Nous laisserons donc à l’opinion publique le soin de déterminer qui sont les véritables criminels".
Je ne prétends pas représenter l'opinion publique, mais qu'il me soit au moins permis d'apporter une petite contribution au débat.
Certes, et nous l'avons démontré à plusieurs reprise sur ce blog, l'Histoire est faite d'un récit national officiel éclairé sous les feux d'une propagande plus ou moins assumée ET de différentes zones d'ombre qu'il convient de débusquer. Certes, il est injuste que certaines périodes, acteurs et évènements de l'Histoire soient oubliés, voire ostracisés. Néanmoins, au risque de surprendre, je préfère qu'il en soit ainsi.

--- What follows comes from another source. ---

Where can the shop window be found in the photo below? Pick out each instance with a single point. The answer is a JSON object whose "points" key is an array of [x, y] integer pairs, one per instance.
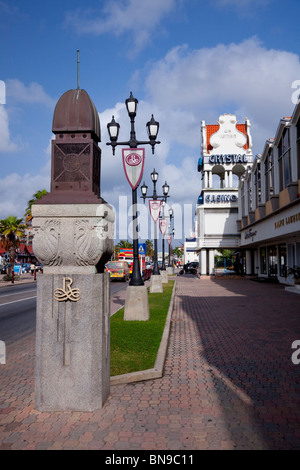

Il faut à mon sens raison garder sur ces questions au risque de sombrer un peu trop facilement dans des considérations démagogiques. Je pense qu'à la lecture des quelques pages qui précèdent ce billet, le lecteur pourra difficilement me reprocher d'être un porte-voix autoproclamé à la botte du pouvoir. J'ai souvent souligné les utilisations abusives, les dérives et les abus du gouvernement en place (et encore plus souvent du Président de la République lui-même) avec l'Histoire. Et pourtant, faut-il nécessairement prendre le strict contre-point du refus de repentance de Nicolas Sarkozy afin de dénoncer comme le font ces militants les "crimes" de l'Histoire ?
Il est heureux d'apprendre que depuis le 14 juillet 2010, les pensions des anciens combattants des anciennes colonies françaises seraient désormais alignées sur celles des Français après des décennies d'inégalités injustes. Il est heureux d'apprendre qu'une plaque à la mémoire des déportés pour motif d'homosexualité sera enfin aposée au Mur du Souvenir du camp du Struthof le 25 septembre 2010. Mais faut-il pour autant sans cesse condamner au nom de la mémoire les actes de l'histoire passée ? S'il n'est jamais trop tard pour demander une courte citation dans un discours politique, une petite inscription sur un monument publique ou encore une simple reconnaissance symbolique, faut-il toujours demander davantage d'indemnisation et de visibilité ?
A mon sens, la revendication du Comité pour le remboursement immédiat des milliards envolés à Haïti est dangereuse car elle ouvre encore une fois la boîte de Pandore mainte fois entrouverte de la judiciarisation de l'Histoire. Voter à l'Assemblée Nationale un "Accord-Cadre" afin de restituer une somme précédemment payée par un pays dans le cadre d'un accord légal reviendrait à reconnaître de fait une position victimaire à ce pays qui tente encore difficilement de s'extraire de tutelles plus ou moins prégnantes des anciennes colonies.
Et si nous poursuivions cette logique à son terme, l'Amérique toute entière pourrait aussi demander une indemnité au colonisateurs européens qui ont importé de nouvelles maladies outre-atlantique ; les agriculteurs, plutôt que d'attendre désespérément une énième réforme de la PAC, pourraient aussi se constituer en groupe identitaire héritier des paysans de l'époque médiévale pour demander une indemnisation contre l'appropriation des terres par les seigneurs et le remboursement des corvées...
Les idées stupides ne manquent pas... mais pendant ce temps, Haïti ne se reconstruit toujours pas et les rigolos en tailleur s'amusent à faire le buzz.